Saturday, April 13, 2019

Year of an Indie Writer: Week 15

Scott D. Parker

Sometimes the day job can get you down.

Day Job Writers Have Security...

I think many a writer also holds down a separate day job. Mine is actually marketing/technical writing, so I'm constantly writing. And sometimes it drains the creative mind of some of its energy.

I'm not the only one. On Thursday, David Nemeth commented his day job is kicking his ass and it is sapping his creativity. He asked for some tips on how to cope. I offered my own:

"Wake up early and write before the day job. Set a time in which you have time to wake, pee, get coffee, exercise at least 5 minutes (I do jumping jacks, run in place, lift dumbbells, all with a timer), and then have time to write. It's worked for me pretty well. 4:30 am is my wake up time, but I adjust it depending on how late I stay up.

Oh, here's a new thing I've started on workdays since the first Monday of February: no snooze. If you have to adjust because you stayed up late, then adjust. But don't snooze.

If you get a lunch break, take that time to write. Or read. Or basically not to the day job. Helps me every day."

That last bit is my island in the middle of the day. It's my time to turn off the concerns of the day job and return to 1940 (my Ben Wade story) or some blog I'm writing. Plus there is nothing like the thrill of driving to the day job knowing you have already written. It also helps when the day job throws you a curve ball.

...But Still Have to Deal with the Day Job

My company is in conference and trade show season. Lots to do. Lots to think about. And, despite my best attempts, I've found my lunch hours gradually shrinking this past week. Sometimes, it's a 1pm meeting I have to prep for. Other times, it's an 11am meeting that run right up to the noon hour. Either way, the lunch hours grew shorter this week. Bummer, but, like David on Thursday wrote, the work has to get done.

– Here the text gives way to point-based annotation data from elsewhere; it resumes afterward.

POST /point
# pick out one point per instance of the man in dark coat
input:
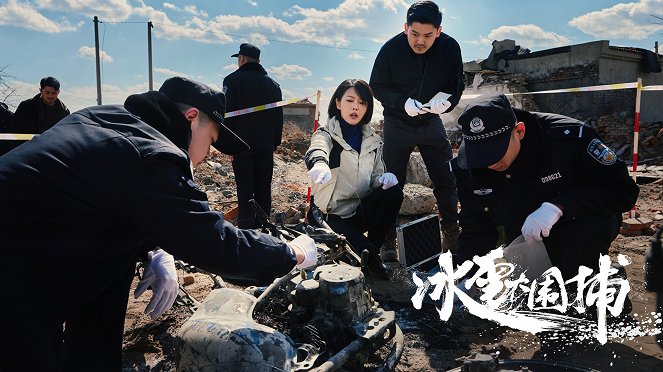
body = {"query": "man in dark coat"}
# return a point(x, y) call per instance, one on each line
point(418, 75)
point(248, 87)
point(39, 113)
point(81, 203)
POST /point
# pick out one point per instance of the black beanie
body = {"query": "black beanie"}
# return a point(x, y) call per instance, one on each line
point(159, 112)
point(426, 12)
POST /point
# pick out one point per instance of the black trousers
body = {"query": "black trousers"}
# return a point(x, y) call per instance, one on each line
point(376, 214)
point(253, 175)
point(580, 241)
point(34, 338)
point(400, 140)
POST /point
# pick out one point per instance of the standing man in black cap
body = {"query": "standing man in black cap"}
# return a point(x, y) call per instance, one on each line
point(106, 186)
point(39, 113)
point(409, 72)
point(247, 87)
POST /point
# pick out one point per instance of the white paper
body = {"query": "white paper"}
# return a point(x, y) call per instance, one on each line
point(439, 95)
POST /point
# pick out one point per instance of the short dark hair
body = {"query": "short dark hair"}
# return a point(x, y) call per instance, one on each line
point(50, 81)
point(424, 12)
point(363, 90)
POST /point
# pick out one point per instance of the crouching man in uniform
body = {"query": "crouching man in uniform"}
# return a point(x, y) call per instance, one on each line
point(545, 176)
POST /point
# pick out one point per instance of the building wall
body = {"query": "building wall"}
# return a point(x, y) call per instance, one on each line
point(593, 63)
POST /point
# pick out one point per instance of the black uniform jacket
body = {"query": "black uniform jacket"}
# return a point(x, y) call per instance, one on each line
point(81, 202)
point(399, 73)
point(561, 161)
point(247, 87)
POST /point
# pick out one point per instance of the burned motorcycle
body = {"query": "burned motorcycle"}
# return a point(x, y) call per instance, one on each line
point(332, 320)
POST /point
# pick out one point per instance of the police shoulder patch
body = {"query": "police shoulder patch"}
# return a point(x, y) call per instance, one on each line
point(601, 153)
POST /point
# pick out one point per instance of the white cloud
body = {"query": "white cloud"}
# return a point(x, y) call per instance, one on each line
point(169, 72)
point(195, 28)
point(26, 16)
point(393, 5)
point(355, 55)
point(622, 21)
point(527, 36)
point(106, 10)
point(230, 67)
point(289, 72)
point(189, 9)
point(89, 52)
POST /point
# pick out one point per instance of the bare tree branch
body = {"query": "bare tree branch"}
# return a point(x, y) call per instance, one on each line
point(7, 89)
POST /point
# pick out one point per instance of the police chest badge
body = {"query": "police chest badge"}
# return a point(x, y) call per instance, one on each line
point(476, 125)
point(601, 153)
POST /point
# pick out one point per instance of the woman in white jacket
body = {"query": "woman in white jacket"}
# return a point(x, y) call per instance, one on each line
point(350, 186)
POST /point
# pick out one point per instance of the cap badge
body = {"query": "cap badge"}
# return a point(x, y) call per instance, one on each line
point(476, 125)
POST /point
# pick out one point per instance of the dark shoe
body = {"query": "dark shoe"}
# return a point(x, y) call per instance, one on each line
point(558, 345)
point(450, 238)
point(375, 268)
point(388, 254)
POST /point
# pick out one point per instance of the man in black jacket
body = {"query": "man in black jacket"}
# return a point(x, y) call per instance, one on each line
point(39, 113)
point(81, 203)
point(545, 176)
point(411, 68)
point(247, 87)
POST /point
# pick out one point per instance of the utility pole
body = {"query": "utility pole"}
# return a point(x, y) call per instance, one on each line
point(149, 53)
point(96, 50)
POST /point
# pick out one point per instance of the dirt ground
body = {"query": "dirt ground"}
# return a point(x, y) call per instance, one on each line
point(430, 343)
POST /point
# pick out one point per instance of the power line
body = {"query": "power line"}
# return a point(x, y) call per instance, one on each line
point(275, 40)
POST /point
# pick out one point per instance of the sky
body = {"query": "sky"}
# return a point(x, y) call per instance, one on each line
point(307, 45)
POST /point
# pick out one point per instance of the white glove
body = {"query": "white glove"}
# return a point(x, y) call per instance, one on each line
point(160, 274)
point(307, 248)
point(320, 173)
point(413, 107)
point(538, 224)
point(438, 106)
point(387, 180)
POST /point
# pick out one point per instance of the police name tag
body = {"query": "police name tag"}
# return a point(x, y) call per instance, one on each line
point(601, 153)
point(483, 192)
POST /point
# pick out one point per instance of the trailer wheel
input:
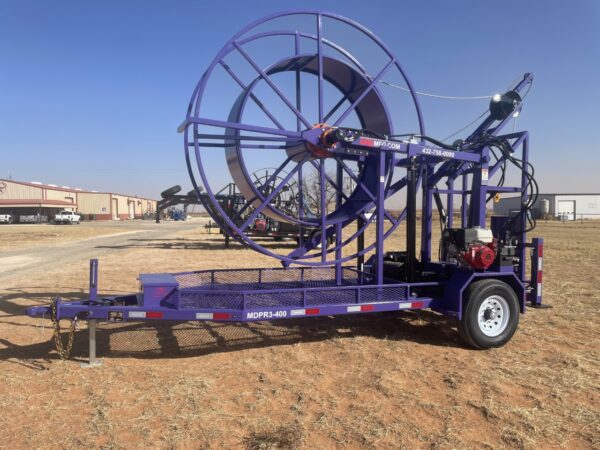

Make Believe is Supposed to be Fun!

In her weekly Thursday column, veteran writer Kristine Kathryn Rusch reminded writers of why many of us first took up a pencil, a pen, or a pixel. The fun and joy of make believe.

So many of us writers constantly strive to learn more about marketing, selling, and doing the little things it takes to run our small business. All important, yes, but when it comes to the act of writing, have a blast! Don't think about selling. Think only of make believe!

A great reminder this week as I found myself getting behind on producing the next story.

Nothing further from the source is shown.